Thank you for your answers. I would like to summarize the parts of my suggestion that I think are possible to implement acording to the answers.
First let me state, that the graph-unit is only an example. I took this example, because its IMHO really silly and very bad style to write a graphics unit for only one chip-videoboard-monitor-combination (further referenced only as the "card").I use for graphics the VESA-API.
Assume the BP-style-graph-unit and a self-made keyboard-unit and a mouse-unit. Now you want to do 3 things :
* put all of them into 2 units to make it possible to give them all away as ONE unit, not as a confusing bunch of files. You want to have one communication-with-the-user-unit and not much for different aspects. * rewrite putpixel and line to make them faster on _your_ card. * log all mouse activities to a file (can't think of a reason for that, just assuming)
the syntax would be :
///// EXAMPLE BEGINS ////////////////////
unit communication(graph,keyboard,mouse);
interface
...no interface because its unchanged ...new/changed procedures or variables would be declared here
implementation
var logfile:text;
procedure putpixel(x,y:integer); begin ...do some stuff end;
procedure line(..); begin ...write that line end;
procedure mouse_reset(); begin writeln(logfile,`mouse resetet at `,mouse_x,` `,mouse_y); inherited mouse_reset; end; ...the same with all mouse procedures
begin assign(logfile,`log`); rewrite(logfile); inherited begin; (*or inherited init? or inherited main? Don't know which is better*) end.

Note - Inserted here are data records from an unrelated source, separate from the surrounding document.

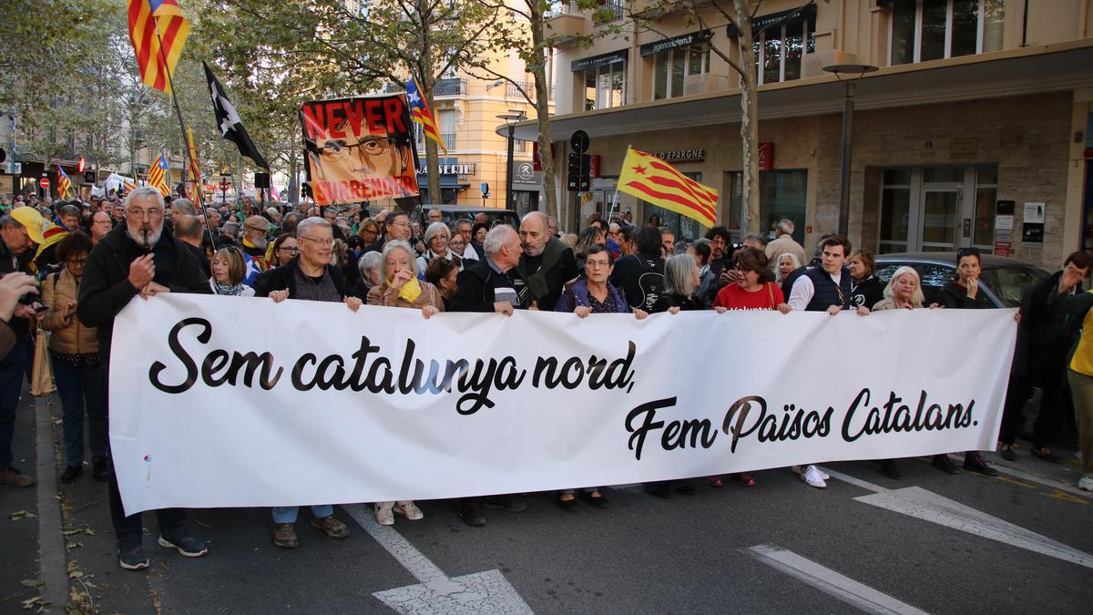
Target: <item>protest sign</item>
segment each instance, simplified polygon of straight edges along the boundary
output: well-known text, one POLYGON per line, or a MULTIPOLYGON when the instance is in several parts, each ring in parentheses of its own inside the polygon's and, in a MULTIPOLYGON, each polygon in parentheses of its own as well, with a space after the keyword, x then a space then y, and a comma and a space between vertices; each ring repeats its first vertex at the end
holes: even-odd
POLYGON ((438 314, 161 294, 117 317, 129 513, 454 498, 994 446, 1012 310, 438 314))
POLYGON ((305 103, 299 121, 315 202, 389 207, 419 196, 406 94, 305 103))

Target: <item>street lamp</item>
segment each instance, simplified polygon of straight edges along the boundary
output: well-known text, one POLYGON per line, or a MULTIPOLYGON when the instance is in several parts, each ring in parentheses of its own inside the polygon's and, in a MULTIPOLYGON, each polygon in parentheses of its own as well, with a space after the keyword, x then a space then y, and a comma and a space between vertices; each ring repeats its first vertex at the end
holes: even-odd
POLYGON ((525 114, 521 109, 508 109, 508 113, 497 116, 497 119, 503 119, 508 125, 508 161, 505 164, 505 209, 516 209, 513 207, 513 148, 516 142, 513 135, 516 131, 516 123, 521 121, 524 118, 525 114))
POLYGON ((823 67, 824 72, 834 73, 843 82, 846 100, 843 104, 843 165, 838 189, 838 234, 844 237, 850 227, 850 137, 854 127, 854 83, 867 72, 875 72, 869 65, 832 65, 823 67), (844 79, 844 76, 846 79, 844 79))

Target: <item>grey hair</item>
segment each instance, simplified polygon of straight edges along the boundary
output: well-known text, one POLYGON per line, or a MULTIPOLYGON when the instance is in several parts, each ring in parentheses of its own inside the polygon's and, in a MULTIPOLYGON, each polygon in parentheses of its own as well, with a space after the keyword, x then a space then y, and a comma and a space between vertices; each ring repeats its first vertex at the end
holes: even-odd
POLYGON ((915 276, 915 292, 912 293, 910 295, 910 305, 913 308, 921 308, 922 304, 926 303, 926 298, 922 297, 922 280, 919 279, 918 271, 916 271, 914 267, 907 267, 906 265, 900 267, 898 269, 895 270, 895 272, 892 274, 892 279, 889 280, 888 286, 884 287, 884 299, 895 298, 895 290, 893 290, 892 287, 895 286, 895 281, 900 279, 900 277, 903 276, 904 274, 910 274, 912 276, 915 276))
POLYGON ((176 198, 171 201, 171 208, 175 211, 181 213, 183 216, 197 216, 198 208, 193 206, 193 201, 188 198, 176 198))
POLYGON ((445 233, 448 235, 448 241, 451 241, 451 230, 444 222, 433 222, 425 229, 425 245, 433 240, 436 235, 445 233))
POLYGON ((493 256, 501 252, 501 248, 505 247, 505 244, 515 234, 516 231, 508 224, 494 227, 485 234, 485 241, 482 242, 482 251, 485 252, 486 256, 493 256))
POLYGON ((125 202, 121 204, 127 210, 129 209, 129 204, 134 200, 154 200, 160 207, 166 207, 163 205, 163 195, 160 194, 160 188, 153 188, 152 186, 141 186, 139 188, 133 188, 126 195, 125 202))
POLYGON ((389 241, 384 244, 384 266, 387 265, 387 256, 395 252, 396 250, 404 250, 407 256, 410 257, 410 267, 413 268, 413 275, 418 276, 421 274, 421 267, 418 266, 418 255, 414 254, 413 248, 410 247, 410 242, 402 240, 389 241))
POLYGON ((384 260, 384 255, 379 254, 375 250, 372 252, 365 252, 361 258, 356 260, 356 268, 361 271, 361 275, 365 278, 368 277, 368 271, 376 268, 384 260))
POLYGON ((326 218, 305 218, 301 220, 299 224, 296 224, 296 236, 304 236, 304 233, 312 227, 322 227, 333 232, 333 229, 330 228, 330 222, 327 222, 326 218))
POLYGON ((691 297, 694 293, 694 270, 698 264, 690 254, 675 254, 665 262, 665 293, 691 297))
POLYGON ((781 254, 779 254, 777 258, 771 262, 772 266, 774 267, 774 280, 779 285, 785 280, 785 278, 781 277, 781 267, 778 267, 778 265, 781 264, 781 259, 786 256, 788 256, 789 262, 792 263, 794 271, 801 268, 801 262, 797 259, 797 255, 794 254, 792 252, 783 252, 781 254))
POLYGON ((759 234, 759 233, 752 233, 752 234, 748 235, 747 237, 744 237, 744 241, 748 241, 748 240, 754 240, 754 241, 757 241, 760 245, 766 245, 766 237, 764 235, 759 234))

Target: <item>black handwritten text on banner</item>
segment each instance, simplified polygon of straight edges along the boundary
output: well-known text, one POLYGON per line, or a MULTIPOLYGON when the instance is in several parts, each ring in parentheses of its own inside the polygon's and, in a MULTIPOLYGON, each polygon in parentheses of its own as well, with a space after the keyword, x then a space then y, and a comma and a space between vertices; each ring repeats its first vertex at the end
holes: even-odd
POLYGON ((439 314, 164 294, 114 328, 126 510, 616 485, 990 448, 1012 310, 439 314))

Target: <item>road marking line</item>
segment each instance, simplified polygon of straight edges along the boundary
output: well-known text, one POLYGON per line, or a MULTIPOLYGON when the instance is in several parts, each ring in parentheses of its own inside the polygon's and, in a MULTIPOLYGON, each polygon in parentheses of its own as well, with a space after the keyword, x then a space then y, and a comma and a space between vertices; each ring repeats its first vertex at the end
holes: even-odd
POLYGON ((1014 480, 1012 478, 1007 478, 1004 476, 999 476, 998 479, 1001 480, 1002 483, 1009 483, 1011 485, 1016 485, 1018 487, 1024 487, 1025 489, 1035 489, 1036 488, 1035 485, 1030 485, 1029 483, 1022 483, 1020 480, 1014 480))
POLYGON ((1074 495, 1074 496, 1081 496, 1083 498, 1093 498, 1093 494, 1090 494, 1089 491, 1082 491, 1078 487, 1072 487, 1072 486, 1070 486, 1070 485, 1068 485, 1068 484, 1066 484, 1066 483, 1063 483, 1061 480, 1055 480, 1055 479, 1051 479, 1051 478, 1045 478, 1043 476, 1038 476, 1038 475, 1033 474, 1031 472, 1025 472, 1023 469, 1016 469, 1015 467, 1008 466, 1008 465, 1002 465, 1000 463, 995 463, 995 464, 991 465, 991 467, 994 467, 995 469, 997 469, 998 472, 1000 472, 1002 474, 1008 474, 1008 475, 1014 476, 1016 478, 1023 478, 1025 480, 1031 480, 1033 483, 1038 483, 1038 484, 1041 484, 1041 485, 1043 485, 1045 487, 1050 487, 1053 489, 1058 489, 1060 491, 1066 491, 1068 494, 1071 494, 1071 495, 1074 495))
POLYGON ((500 570, 486 570, 450 579, 395 527, 377 523, 372 507, 341 506, 357 525, 379 543, 379 546, 413 575, 414 579, 421 581, 420 585, 407 585, 372 594, 393 611, 415 615, 432 613, 520 615, 532 612, 500 570))
MULTIPOLYGON (((830 472, 827 474, 831 474, 830 472)), ((834 476, 832 474, 832 476, 834 476)), ((926 615, 925 611, 901 602, 869 585, 825 568, 811 559, 775 545, 756 545, 748 549, 753 557, 767 566, 785 572, 827 595, 836 597, 866 613, 926 615)))

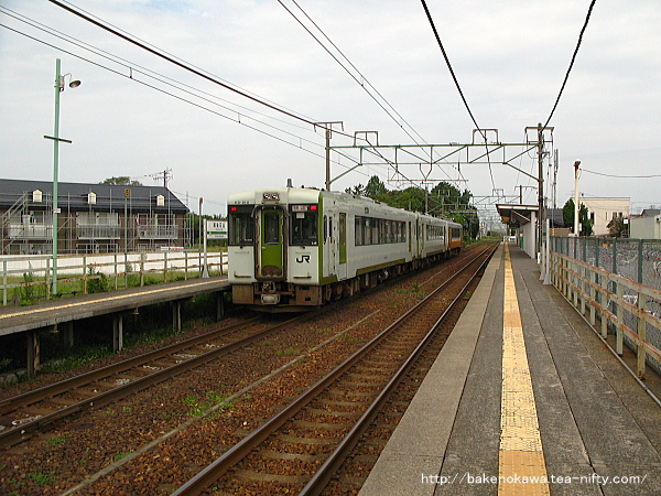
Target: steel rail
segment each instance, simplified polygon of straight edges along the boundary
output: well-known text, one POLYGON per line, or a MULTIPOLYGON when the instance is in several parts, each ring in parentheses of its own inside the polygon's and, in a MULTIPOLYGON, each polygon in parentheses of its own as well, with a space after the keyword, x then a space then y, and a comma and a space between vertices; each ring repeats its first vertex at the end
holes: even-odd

//////// EXAMPLE ENDS ////////////////////////
New syntax-elements needed : 1.) "unit foo(bar1,bar2,..);" 2.) "inherited <someprocedure>;" Advantages are, that this new syntax is IMHO very intuitive and uses existing keywords by carefully extending their meaning.
Discussion of the new syntax: ---------------------------- 1.) The "unit foo(bar);" part would be simple(?,IMHO): Its just that all interfaces are put after each other in order of appearence.
2.) The "inherited <someprocedure>;" part should be possible too. You have procedure-overloading. As far as I know from C++ this is implemented by translating names of procedures :
procedure foo(s:string) -> asmname "foostring" (the identifier in the) procedure foo(i:integer) -> asmname "foointeger" (.o-file, just example)
The .gpi-file includes a mapping asmname<->pascalname of all funtions that the compiler can put a call to "foostring" for a command like foo(`bar!bar??BAR!!`) and a call to "foointeger" for foo(10).
Assuming our example, the compiler reads the line "inherited putpixel(..);". It looks for the asmname of graph.putpixel and calls it. Communication.putpixel then gets its own asmname which has to be different from the one of graph.putpixel.
This is just my imagination. I'm not an expert of compiling, I just know how to type "gcc foo.c -o foo.exe" so don't take the above lines too serious.